À toute allure
Lucas Bernard, France, 2024o
Elle est officier de sous-marin nucléaire, lui est steward. Les deux font escale sur une île de Polynésie. Avant de plonger pour 90 jours, elle choisit de s’envoyer en l’air avec le bel inconnu. Sous le charme, celui-ci la suit en cachette dans l'embarcation et plonge avec l'équipage au fond de l'océan. L'opération militaire se transforme en improbable exercice de séduction.

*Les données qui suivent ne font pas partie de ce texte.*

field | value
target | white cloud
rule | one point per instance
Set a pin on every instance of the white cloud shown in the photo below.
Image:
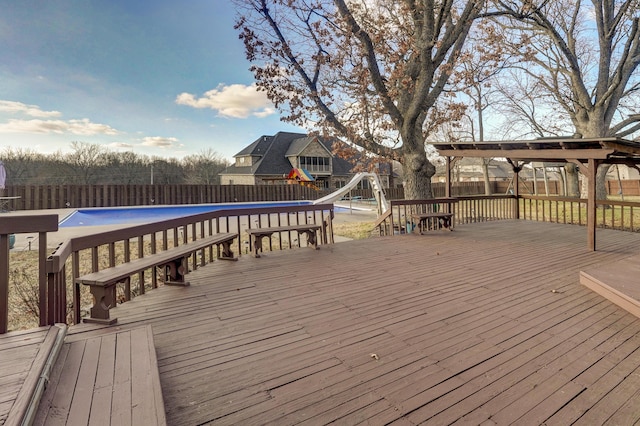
(30, 110)
(234, 101)
(77, 127)
(120, 145)
(159, 141)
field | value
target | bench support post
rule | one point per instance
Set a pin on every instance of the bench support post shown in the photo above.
(175, 271)
(104, 298)
(312, 240)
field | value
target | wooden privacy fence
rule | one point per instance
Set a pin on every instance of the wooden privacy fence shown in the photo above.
(38, 197)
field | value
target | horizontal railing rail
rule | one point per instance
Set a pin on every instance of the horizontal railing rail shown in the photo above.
(93, 252)
(610, 213)
(469, 209)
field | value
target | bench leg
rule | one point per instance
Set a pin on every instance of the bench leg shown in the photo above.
(227, 253)
(312, 240)
(175, 271)
(257, 244)
(104, 298)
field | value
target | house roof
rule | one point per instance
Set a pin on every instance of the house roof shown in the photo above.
(273, 152)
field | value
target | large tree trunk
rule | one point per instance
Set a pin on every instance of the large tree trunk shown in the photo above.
(417, 175)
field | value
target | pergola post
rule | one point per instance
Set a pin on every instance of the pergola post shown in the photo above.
(447, 188)
(590, 175)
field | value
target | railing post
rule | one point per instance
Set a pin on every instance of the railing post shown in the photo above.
(4, 283)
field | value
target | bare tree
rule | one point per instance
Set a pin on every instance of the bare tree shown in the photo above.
(584, 55)
(85, 161)
(370, 72)
(204, 167)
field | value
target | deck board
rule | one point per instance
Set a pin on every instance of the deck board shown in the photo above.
(487, 324)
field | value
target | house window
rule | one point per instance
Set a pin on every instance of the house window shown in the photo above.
(315, 164)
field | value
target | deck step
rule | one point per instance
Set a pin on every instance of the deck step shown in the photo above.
(617, 282)
(109, 378)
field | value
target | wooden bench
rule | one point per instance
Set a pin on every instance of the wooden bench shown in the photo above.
(257, 234)
(174, 263)
(105, 378)
(439, 219)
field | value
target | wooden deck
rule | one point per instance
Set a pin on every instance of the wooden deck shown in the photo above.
(488, 324)
(23, 356)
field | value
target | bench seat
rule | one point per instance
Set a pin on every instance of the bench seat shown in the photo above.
(257, 234)
(174, 263)
(442, 219)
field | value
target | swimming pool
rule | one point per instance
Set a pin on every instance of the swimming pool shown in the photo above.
(133, 215)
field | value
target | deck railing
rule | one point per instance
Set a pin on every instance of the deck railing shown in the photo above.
(397, 220)
(92, 252)
(11, 225)
(611, 214)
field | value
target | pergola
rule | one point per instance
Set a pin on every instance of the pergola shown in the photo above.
(588, 154)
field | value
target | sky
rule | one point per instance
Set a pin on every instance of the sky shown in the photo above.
(157, 78)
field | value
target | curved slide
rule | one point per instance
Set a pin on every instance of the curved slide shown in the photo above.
(375, 184)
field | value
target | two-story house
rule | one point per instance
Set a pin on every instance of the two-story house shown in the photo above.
(270, 159)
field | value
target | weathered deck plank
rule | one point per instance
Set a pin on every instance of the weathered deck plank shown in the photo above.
(486, 324)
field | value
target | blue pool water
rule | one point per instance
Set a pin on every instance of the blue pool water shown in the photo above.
(133, 215)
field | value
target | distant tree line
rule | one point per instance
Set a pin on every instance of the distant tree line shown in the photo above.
(93, 164)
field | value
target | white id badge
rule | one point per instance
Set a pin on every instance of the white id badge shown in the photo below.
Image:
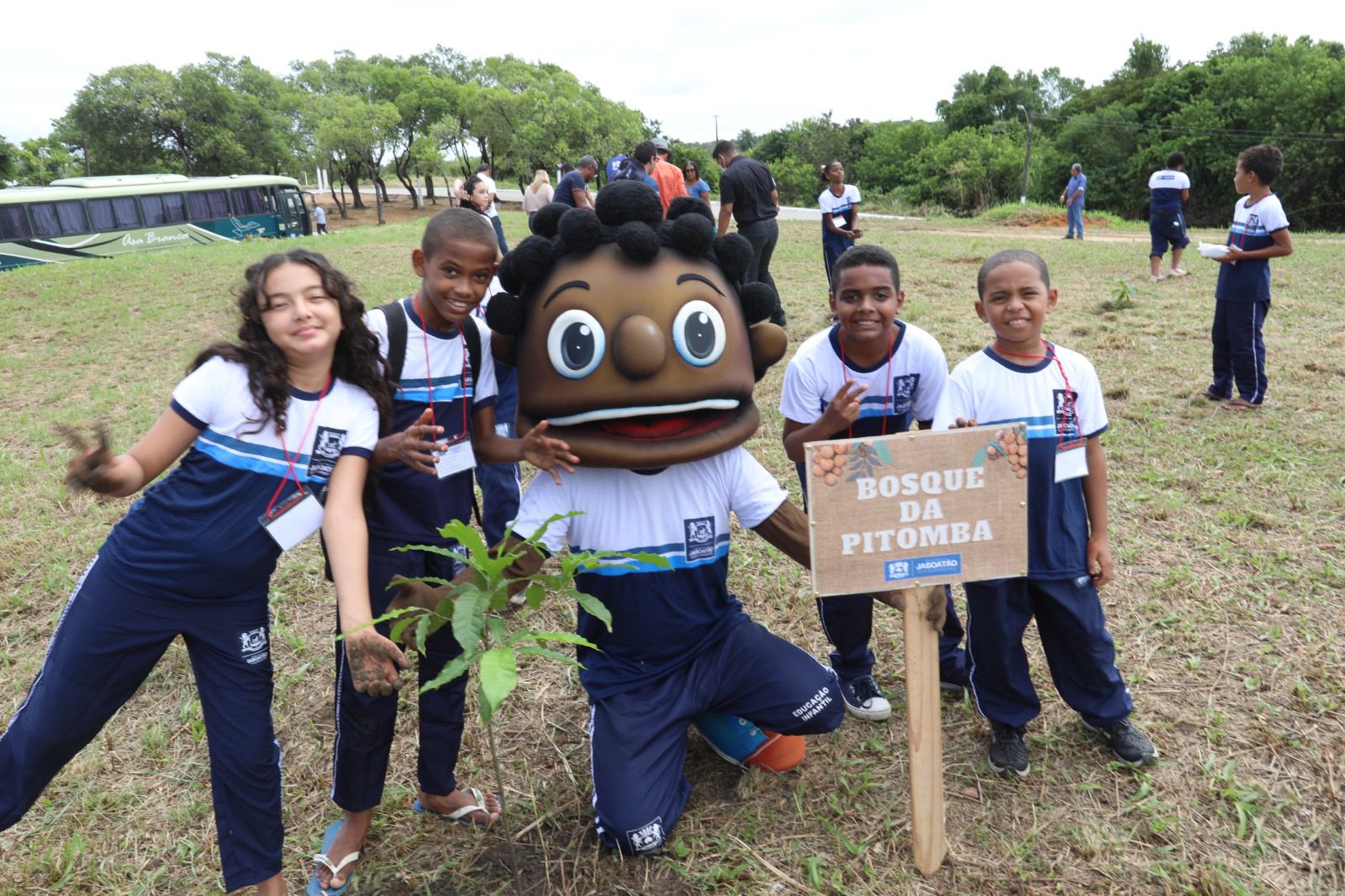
(1071, 461)
(296, 519)
(459, 458)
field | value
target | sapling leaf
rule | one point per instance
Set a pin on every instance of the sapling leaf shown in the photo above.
(455, 667)
(468, 618)
(499, 677)
(535, 595)
(551, 654)
(592, 606)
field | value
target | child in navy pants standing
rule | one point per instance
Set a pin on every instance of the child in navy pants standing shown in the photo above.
(1021, 377)
(288, 412)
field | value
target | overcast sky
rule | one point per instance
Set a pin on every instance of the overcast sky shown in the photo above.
(757, 65)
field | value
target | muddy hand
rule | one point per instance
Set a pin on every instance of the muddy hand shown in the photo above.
(374, 663)
(89, 467)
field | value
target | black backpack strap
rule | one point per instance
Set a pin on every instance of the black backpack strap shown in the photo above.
(396, 316)
(474, 350)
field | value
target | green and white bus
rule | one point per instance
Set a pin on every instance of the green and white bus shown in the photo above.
(98, 217)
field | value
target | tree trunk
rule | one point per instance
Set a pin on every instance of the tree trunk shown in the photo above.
(353, 181)
(410, 187)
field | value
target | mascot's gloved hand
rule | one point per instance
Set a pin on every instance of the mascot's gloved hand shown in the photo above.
(930, 602)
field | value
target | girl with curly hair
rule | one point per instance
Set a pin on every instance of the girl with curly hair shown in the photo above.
(288, 414)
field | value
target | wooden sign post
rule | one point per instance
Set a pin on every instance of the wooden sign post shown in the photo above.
(914, 513)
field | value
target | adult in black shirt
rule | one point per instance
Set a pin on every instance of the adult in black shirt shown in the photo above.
(746, 192)
(573, 187)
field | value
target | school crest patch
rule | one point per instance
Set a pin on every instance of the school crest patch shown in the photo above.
(699, 537)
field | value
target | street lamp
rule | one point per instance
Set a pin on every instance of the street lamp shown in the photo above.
(1022, 198)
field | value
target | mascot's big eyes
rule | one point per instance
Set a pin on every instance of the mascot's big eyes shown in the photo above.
(699, 333)
(576, 343)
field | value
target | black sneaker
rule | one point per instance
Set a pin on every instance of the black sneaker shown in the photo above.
(865, 700)
(1008, 748)
(1127, 743)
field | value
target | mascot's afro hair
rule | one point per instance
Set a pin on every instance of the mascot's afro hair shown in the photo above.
(630, 215)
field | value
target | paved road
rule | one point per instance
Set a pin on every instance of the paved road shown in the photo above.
(787, 213)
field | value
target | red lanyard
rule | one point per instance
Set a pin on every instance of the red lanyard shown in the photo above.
(1068, 405)
(430, 378)
(887, 396)
(299, 454)
(1242, 237)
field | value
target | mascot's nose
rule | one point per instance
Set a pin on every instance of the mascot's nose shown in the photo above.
(641, 347)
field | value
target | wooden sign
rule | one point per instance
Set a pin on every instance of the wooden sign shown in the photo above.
(918, 509)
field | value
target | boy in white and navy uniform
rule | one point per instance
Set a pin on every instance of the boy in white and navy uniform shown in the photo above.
(152, 582)
(408, 509)
(918, 373)
(1242, 296)
(1168, 190)
(1058, 589)
(681, 643)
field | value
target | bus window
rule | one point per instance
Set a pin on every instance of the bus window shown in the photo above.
(248, 201)
(45, 221)
(152, 210)
(100, 213)
(175, 208)
(71, 217)
(13, 224)
(124, 213)
(208, 206)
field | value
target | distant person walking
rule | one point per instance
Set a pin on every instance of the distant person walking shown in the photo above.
(537, 194)
(666, 174)
(1168, 190)
(696, 185)
(840, 205)
(1073, 199)
(483, 171)
(573, 187)
(746, 192)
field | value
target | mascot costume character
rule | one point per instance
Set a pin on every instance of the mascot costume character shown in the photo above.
(639, 343)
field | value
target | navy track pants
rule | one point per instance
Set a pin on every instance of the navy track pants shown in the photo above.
(105, 645)
(639, 737)
(365, 723)
(1073, 635)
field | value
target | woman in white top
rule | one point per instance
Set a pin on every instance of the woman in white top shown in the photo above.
(537, 194)
(840, 205)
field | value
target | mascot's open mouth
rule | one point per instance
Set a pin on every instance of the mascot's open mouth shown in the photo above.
(656, 423)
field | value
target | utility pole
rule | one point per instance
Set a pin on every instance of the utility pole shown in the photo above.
(1026, 163)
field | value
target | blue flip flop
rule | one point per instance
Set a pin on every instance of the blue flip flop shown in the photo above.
(461, 814)
(320, 858)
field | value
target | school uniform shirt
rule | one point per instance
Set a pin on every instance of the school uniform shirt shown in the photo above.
(992, 390)
(197, 532)
(841, 206)
(661, 616)
(412, 505)
(1165, 190)
(1248, 279)
(903, 387)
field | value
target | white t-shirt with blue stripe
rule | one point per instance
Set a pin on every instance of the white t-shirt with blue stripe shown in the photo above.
(661, 618)
(197, 532)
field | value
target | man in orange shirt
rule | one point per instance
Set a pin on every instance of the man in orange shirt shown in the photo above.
(672, 183)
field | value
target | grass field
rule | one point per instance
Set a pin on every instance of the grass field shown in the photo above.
(1228, 616)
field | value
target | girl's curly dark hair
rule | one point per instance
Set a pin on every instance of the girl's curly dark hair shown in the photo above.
(630, 215)
(356, 361)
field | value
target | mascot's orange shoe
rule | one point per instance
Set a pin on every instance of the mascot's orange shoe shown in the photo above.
(744, 744)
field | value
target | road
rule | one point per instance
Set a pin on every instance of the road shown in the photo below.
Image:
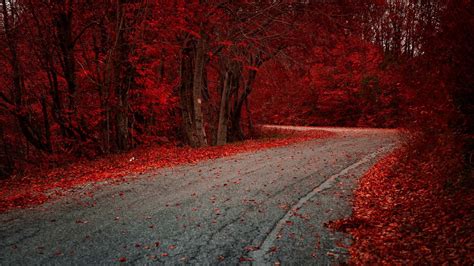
(262, 207)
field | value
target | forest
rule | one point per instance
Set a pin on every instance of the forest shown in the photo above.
(83, 80)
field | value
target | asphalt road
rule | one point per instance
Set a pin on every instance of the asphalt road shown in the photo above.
(262, 207)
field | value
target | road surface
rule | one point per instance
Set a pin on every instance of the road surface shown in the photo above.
(262, 207)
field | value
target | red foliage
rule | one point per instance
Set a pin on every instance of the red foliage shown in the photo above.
(38, 187)
(413, 207)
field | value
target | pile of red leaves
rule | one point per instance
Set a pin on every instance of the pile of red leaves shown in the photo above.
(37, 187)
(414, 207)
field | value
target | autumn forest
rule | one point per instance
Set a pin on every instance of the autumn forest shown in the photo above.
(90, 85)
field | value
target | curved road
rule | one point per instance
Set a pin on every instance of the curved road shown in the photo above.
(263, 207)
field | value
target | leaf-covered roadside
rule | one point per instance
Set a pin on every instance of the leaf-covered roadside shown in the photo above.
(39, 186)
(414, 207)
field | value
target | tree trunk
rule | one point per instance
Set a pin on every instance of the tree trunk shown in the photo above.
(198, 82)
(185, 94)
(221, 136)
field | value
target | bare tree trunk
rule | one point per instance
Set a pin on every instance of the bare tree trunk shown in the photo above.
(221, 136)
(185, 93)
(199, 71)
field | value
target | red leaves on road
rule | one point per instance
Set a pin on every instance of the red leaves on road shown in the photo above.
(37, 187)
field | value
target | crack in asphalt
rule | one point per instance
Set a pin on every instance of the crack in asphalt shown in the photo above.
(180, 203)
(258, 256)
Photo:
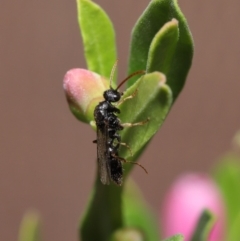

Parfait inconnu, Lucas Bernard se révèle, avec ce deuxième long-métrage, le digne héritier d’Howard Hawks, cinéaste de la vitesse et mélangeur de genres. On retrouve dans À toute allure le goût de l’aventure et le penchant pour l’excentricité du réalisateur de Seuls les anges ont des ailes (1939) et de L’impossible monsieur bébé (1938), remis au goût du jour avec la fraîcheur et l’impertinence qui s’imposent pour réussir une «screwball comedy» digne de ce nom. Bonne nouvelle pour le cinéma, étonnamment passée sous silence à la sortie du film en salles. On se rattrapera ici en faisant l’éloge de cette comédie romantique inventive, brodée autour de la rencontre entre un steward (Pio Marmaï) et une haute gradée de l’armée sous-marine (Eye Haïdara). À la faveur d’une escale en Polynésie, ces deux fortes têtes à la réplique cinglante flirtent autour d’un cocktail sous le regard hébété de leurs collègues respectifs, qui les voient bientôt disparaître dans la cuisine du bar pour prolonger de façon charnelle leur joute verbale. Pressés de jouir, les deux célibataires n’ont même pas le temps de se dévêtir: Madame doit regagner fissa le sous-marin pour sa prochaine expédition. Il leur faudra tout un film pour continuer à se courir après, lui s’infiltrant dans l’embarcation militaire pour donner suite à son désir, elle s’agaçant de sa présence tout comme de l’opération de charme par laquelle il cherche à se mettre l’équipage dans la poche: 86 minutes qui passent à toute allure, au gré de dialogues brillants, de comédien·nes excellent·es (rôles secondaires compris), d’une mise en scène ingénieuse et d’une peinture désopilante de la camaraderie militaire vingt mille lieues sous les mers. Un cocktail aussi réussi que celui offert par le steward au commandant lors de leur première rencontre. Nul doute que Howard Hawks le trouverait à son goût.